Rising inflation is one of the biggest stories of recent weeks and has received a great deal of attention from the media and political parties. At the same time, inflation is an economic problem that the average person meets on a daily basis in terms of higher prices; particularly of food products.

Ask yourself the following questions:
- Is inflation affecting you? How?
- Is the recent increase in prices of essential goods of daily use affecting you? By how much have your monthly budgets increased compared to what you spent last March-April?
- Have you stopped/reduced the number of social outings in a month with your friends/family/spouse because it costs you more now?
While generally speaking, inflation means a general rise in the level of prices, the textbook definition says inflation reflects the situation where the demand for goods far exceeds the supply of goods.
Simply put: What you could buy for Rs 100 today, you will have to pay Rs 103 for the same, if inflation increases at the rate of 3 per cent. This might sound small right now but after a few years, this is capable of eroding your capital.
The value of Rs 100 in your wallet was not the same as it was the previous year.
How it has affected us:

Food prices are soaring
All essential items like vegetables, oil, milk, sugar are getting costlier
Rentals and real estate rates have almost doubled in just a few months in most cities
The real estate prices are at record highs, making life miserable, especially for people who have migrated to cities for jobs
Action plan for combating inflation
What is the right investment portfolio that beats inflation and also gives you good returns?

Some allocation to debt. Even in today’s high-inflation environment, one should stick to the basic principles of investment. Adopt a long-term investment horizon and ensure safety of capital. To safeguard capital, continue to invest some amount in fixed-income instruments.

Increased allocation to equity. But in today’s high-inflation environment, if you invest too much in debt the strategy could backfire. Since returns from fixed-income securities are negative when you factor in inflation, a larger chunk of your investment should be invested in equities. Equity exposure is a must to beat inflation.

In the light of the current high level of inflation, you could tweak your asset allocation—by slightly increasing your exposure to equity.

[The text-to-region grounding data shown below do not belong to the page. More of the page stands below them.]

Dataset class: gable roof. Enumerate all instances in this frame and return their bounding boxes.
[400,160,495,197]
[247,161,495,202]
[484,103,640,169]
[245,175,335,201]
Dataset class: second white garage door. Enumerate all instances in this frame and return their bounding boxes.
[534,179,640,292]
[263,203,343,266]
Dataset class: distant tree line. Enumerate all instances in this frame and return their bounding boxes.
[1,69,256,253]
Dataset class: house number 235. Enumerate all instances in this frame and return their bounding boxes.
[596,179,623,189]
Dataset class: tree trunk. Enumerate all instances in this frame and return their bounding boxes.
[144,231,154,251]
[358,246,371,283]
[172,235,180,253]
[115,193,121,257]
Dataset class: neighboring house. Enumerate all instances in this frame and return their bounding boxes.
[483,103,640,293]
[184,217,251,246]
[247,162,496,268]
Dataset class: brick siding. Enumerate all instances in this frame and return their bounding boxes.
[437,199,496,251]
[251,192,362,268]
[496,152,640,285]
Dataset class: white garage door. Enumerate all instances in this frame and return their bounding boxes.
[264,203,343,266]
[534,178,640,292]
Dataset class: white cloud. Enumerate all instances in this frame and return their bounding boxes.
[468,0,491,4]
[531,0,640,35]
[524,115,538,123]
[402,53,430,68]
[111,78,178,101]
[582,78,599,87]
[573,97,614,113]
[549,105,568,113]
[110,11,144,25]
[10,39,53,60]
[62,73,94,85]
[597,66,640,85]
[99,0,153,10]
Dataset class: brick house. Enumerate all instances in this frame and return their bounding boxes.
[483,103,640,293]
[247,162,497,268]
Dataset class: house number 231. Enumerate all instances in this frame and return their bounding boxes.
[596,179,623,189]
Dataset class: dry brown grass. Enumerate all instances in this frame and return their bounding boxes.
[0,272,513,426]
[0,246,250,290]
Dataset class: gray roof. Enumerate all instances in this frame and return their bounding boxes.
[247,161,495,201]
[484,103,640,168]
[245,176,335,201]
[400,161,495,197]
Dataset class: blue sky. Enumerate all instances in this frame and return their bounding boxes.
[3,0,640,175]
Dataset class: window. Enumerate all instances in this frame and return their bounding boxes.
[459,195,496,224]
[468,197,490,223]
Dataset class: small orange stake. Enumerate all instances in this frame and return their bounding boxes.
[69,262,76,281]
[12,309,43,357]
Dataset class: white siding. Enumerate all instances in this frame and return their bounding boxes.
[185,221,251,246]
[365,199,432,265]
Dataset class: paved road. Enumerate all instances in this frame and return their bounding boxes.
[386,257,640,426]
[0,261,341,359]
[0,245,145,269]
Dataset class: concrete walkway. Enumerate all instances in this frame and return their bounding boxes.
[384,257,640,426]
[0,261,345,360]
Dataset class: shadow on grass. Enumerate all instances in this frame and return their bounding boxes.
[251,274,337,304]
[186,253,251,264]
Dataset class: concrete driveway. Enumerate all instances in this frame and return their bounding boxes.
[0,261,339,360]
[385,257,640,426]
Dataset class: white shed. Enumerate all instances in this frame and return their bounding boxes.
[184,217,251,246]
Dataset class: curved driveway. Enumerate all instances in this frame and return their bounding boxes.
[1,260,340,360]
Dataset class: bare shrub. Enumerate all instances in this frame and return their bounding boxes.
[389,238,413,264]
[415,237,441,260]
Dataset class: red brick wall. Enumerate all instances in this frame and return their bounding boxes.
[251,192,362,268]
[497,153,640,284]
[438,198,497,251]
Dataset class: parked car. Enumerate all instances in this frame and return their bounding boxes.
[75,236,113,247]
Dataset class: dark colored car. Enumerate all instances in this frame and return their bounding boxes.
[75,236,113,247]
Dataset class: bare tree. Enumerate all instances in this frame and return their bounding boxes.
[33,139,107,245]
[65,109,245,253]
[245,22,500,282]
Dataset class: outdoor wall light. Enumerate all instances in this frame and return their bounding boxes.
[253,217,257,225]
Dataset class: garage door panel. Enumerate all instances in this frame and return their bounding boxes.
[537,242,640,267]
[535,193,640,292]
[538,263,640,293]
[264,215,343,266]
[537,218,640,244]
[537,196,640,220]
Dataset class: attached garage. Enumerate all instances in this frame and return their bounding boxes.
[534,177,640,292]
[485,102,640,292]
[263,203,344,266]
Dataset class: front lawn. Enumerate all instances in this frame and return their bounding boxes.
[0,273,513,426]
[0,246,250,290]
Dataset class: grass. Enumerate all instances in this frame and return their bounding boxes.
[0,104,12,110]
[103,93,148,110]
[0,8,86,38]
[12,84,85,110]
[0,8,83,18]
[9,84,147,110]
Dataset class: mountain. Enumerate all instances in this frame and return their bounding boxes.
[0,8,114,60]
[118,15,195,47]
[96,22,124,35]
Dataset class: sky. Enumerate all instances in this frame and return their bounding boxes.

Invest in gold. Gold as an investment class has done very well over the last one year. Not only has it beaten inflation, the returns from gold exchange traded funds (ETFs) is equal to that from the Sensex. According to Delhi-based Surya Bhatia, “Gold acts as a hedging tool. It gives good returns when the economic outlook turns negative. If the current global turbulence continues, gold could do well in the coming year as well.” Bhatia suggests allocating 10-15 per cent of your portfolio to gold.
Make your investments work harder. Finally, do not allow money to lie idle. As Bhatia says: “Keeping money in a bank’s savings account does not help at all but depreciates your investments.” So keep the minimum in your savings bank account and invest the rest in a variety of instruments, depending on your liquidity needs: liquid funds for six months; fixed maturity plans for six months to two years; short-term plans of debt funds for two to three years; and equity funds for longer periods.


Living as we do in the world’s second-fastest growing economy, we will have to get accustomed to a high level of inflation. The only way we can beat inflation is by participating in India’s growth story, and that means investing in equity, the current downturn and volatility notwithstanding.